John James Smith ran a London stationery business in partnership with one William Lepard and was already married to Lepard’s daughter Elizabeth when he moved to Watford. He is certainly therefore responsible for David Salter’s greatest happiness, by introducing him to Elizabeth’s sister Sarah, whom David immediately fell in love with and made his wife. (History would repeat itself later in the century when Samuel Salter’s son William Augustus married Emma Gurney and introduced John James Smith’s grandson – also John James – to Emma’s sister Caroline!)

Alcock, Smith and the two Salters threw themselves into church service. Smith and Samuel Salter performed something of a double act as deacons in the first two decades of the nineteenth century, their places eventually being filled by Alcock and David Salter. The Salter family paid for new gravel paths and for a fresh coat of paint on the building; David Salter and John James Smith tried to outdo each other in donating baptizing gowns; and when concern was expressed about the cost of a new and much needed extension to the vestry, David simply offered to pay for the whole thing himself.

Watford Baptist Meeting House, Beechen Grove, in 1810
(from Walter Bennewith’s history of the church)

David’s happiness was short lived.
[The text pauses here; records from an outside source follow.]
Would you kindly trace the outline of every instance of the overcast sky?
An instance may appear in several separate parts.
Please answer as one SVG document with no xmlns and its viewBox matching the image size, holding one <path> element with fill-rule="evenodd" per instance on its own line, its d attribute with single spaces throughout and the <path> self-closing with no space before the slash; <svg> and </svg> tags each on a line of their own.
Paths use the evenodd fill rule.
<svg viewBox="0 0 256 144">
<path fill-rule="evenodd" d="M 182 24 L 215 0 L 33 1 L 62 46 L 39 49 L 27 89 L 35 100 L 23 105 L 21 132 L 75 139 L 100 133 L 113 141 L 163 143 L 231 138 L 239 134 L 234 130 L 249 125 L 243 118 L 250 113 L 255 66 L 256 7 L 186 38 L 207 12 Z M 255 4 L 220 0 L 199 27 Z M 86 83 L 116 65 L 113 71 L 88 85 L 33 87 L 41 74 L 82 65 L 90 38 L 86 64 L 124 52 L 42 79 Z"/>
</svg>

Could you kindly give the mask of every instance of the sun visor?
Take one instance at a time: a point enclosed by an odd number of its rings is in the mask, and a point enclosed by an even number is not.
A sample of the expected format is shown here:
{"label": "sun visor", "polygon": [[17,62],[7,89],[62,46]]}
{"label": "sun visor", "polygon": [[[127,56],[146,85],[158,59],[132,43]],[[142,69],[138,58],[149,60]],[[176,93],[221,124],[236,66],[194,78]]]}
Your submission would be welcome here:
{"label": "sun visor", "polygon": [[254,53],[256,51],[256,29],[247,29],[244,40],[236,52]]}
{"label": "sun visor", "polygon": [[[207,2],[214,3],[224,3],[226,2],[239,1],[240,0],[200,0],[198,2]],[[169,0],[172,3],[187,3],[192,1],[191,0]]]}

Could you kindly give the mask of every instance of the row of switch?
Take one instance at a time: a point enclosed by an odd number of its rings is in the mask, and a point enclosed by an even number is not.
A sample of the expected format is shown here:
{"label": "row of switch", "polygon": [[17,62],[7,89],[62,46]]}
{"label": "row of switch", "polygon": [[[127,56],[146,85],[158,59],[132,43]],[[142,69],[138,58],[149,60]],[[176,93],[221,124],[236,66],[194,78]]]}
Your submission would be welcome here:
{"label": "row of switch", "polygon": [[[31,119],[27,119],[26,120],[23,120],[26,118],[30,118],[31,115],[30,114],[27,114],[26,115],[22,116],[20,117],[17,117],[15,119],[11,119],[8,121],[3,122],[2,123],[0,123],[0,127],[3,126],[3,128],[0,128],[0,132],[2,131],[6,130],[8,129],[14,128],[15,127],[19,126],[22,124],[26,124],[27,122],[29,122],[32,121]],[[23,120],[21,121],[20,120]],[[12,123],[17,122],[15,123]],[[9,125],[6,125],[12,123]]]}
Sarah died after only about three years of marriage, probably in childbirth. They had two children, Sarah and Samuel, neither of whom outlived their father. (Sarah died in 1838; Samuel may have died with his mother.) The death of his wife left David inconsolable and he became reclusive and eccentric. He refused to serve as deacon alongside his go-ahead nephew James Smith, son of his wife’s sister – perhaps the proximity to such a relative induced too-painful memories – and only accepted the position, in 1826, when James agree not to. 

He continued to work tirelessly in the service of the church, although he was, I think, increasingly set in his ways and resistant to any change – he is reported to have been behind the abrupt departure of Rev Groser’s successor Rev Copley, and blocked an attempt by James to introduce open communion (communion for non-members). He was opposed to organ accompaniment for hymn singing, which James introduced when a new chapel was built in 1835.

He died in 1848, six years after his brother Samuel, four years after Samuel’s son Samuel joined David as a deacon of the church, and only one year before the death of his fellow deacon and 1799 applicant for baptism Daniel Alcock. Bennewith wrote of David: “Beneath his kill-joy, Puritan hide lay a heart that melted at another’s need. He did his best to be awkward, but Christianity would keep breaking in.” 

One can all too easily imagine what he would have said when his almshouses, old and in need of much repair, were demolished in early 1960; and what he would have further remarked on learning that the car park too has now gone. But the David Salter Almshouses Trust continues to do the same work it was founded to do, administered to this day by deacons of Beechen Grove Baptist Chapel.

Thanks to Watford Museum and Beechen Grove Baptist Church for information gratefully received.